Randomized algorithms in numerical linear algebra can be fast, scalable and robust. This paper examines the effect of sketching on the right singular vectors corresponding to the smallest singular values of a tall-skinny matrix. We analyze a fast algorithm by Gilbert, Park and Wakin for finding the trailing right singular vectors using randomization by examining the quality of the solution using multiplicative perturbation theory. For an $m\times n$ ($m\geq n$) matrix, the algorithm runs with complexity $O(mn\log n +n^3)$ which is faster than the standard $O(mn^2)$ methods.

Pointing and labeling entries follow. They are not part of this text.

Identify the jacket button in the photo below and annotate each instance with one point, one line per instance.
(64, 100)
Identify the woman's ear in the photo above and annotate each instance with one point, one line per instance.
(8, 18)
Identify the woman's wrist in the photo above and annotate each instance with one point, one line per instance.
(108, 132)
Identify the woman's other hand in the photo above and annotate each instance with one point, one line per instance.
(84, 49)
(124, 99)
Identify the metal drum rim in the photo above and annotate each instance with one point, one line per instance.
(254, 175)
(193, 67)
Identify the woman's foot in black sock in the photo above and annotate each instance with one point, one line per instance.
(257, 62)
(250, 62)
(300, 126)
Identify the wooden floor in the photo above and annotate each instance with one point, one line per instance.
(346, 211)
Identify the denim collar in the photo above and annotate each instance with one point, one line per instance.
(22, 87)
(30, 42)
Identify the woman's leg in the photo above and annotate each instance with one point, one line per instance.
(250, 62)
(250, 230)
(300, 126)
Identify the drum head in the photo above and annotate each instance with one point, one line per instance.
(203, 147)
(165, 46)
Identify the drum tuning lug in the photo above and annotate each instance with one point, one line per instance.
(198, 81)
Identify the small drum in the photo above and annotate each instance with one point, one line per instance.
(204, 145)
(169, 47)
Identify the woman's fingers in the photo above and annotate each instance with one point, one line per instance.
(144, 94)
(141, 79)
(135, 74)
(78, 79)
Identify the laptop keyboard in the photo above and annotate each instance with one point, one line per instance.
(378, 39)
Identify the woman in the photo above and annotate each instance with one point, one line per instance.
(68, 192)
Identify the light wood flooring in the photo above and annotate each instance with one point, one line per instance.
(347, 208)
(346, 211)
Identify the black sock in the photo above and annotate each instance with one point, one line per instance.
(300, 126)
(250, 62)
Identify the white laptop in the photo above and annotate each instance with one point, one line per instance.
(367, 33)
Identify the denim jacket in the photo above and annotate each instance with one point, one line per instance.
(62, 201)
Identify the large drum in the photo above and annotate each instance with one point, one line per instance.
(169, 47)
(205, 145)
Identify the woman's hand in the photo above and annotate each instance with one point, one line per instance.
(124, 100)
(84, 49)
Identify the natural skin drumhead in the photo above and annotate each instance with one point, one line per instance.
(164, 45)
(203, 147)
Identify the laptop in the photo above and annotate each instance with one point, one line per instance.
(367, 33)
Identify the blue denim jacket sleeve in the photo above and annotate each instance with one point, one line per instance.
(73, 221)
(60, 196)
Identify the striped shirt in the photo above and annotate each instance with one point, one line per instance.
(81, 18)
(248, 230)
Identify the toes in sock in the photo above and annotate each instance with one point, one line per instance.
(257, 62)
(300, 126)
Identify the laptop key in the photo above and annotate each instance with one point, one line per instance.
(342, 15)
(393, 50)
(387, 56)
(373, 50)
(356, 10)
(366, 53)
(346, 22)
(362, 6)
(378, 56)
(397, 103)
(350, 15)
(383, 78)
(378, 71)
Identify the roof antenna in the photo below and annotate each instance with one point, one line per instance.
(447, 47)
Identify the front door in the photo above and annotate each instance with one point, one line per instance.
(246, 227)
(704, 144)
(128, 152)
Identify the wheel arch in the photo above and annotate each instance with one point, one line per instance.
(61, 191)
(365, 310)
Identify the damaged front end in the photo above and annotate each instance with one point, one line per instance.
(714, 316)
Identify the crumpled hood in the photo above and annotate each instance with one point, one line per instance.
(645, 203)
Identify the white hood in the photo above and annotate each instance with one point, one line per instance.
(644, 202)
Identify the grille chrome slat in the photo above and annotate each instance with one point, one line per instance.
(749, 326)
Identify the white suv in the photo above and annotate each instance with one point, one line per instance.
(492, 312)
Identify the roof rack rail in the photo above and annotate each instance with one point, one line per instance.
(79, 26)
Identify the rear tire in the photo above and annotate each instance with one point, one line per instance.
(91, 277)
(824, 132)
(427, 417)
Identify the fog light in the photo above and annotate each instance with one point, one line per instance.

In applications, numerical experiments show great speedups including a $30\times$ speedup for the AAA algorithm and $10\times$ speedup for the total least squares problem.

翻译：数值线性代数中的随机算法具有快速、可扩展和鲁棒的特点。本文研究了随机草图化对细长矩阵最小奇异值对应的右奇异向量的影响。我们分析了Gilbert、Park和Wakin提出的一种利用随机性计算尾随右奇异向量的快速算法，并通过乘法摄动理论考察了该算法的解质量。对于一个$m\times n$（$m\geq n$）矩阵，该算法的计算复杂度为$O(mn\log n + n^3)$，比标准的$O(mn^2)$方法更快。数值实验表明，该算法在实际应用中实现了显著的加速效果，包括在AAA算法中加速30倍，在总体最小二乘问题中加速10倍。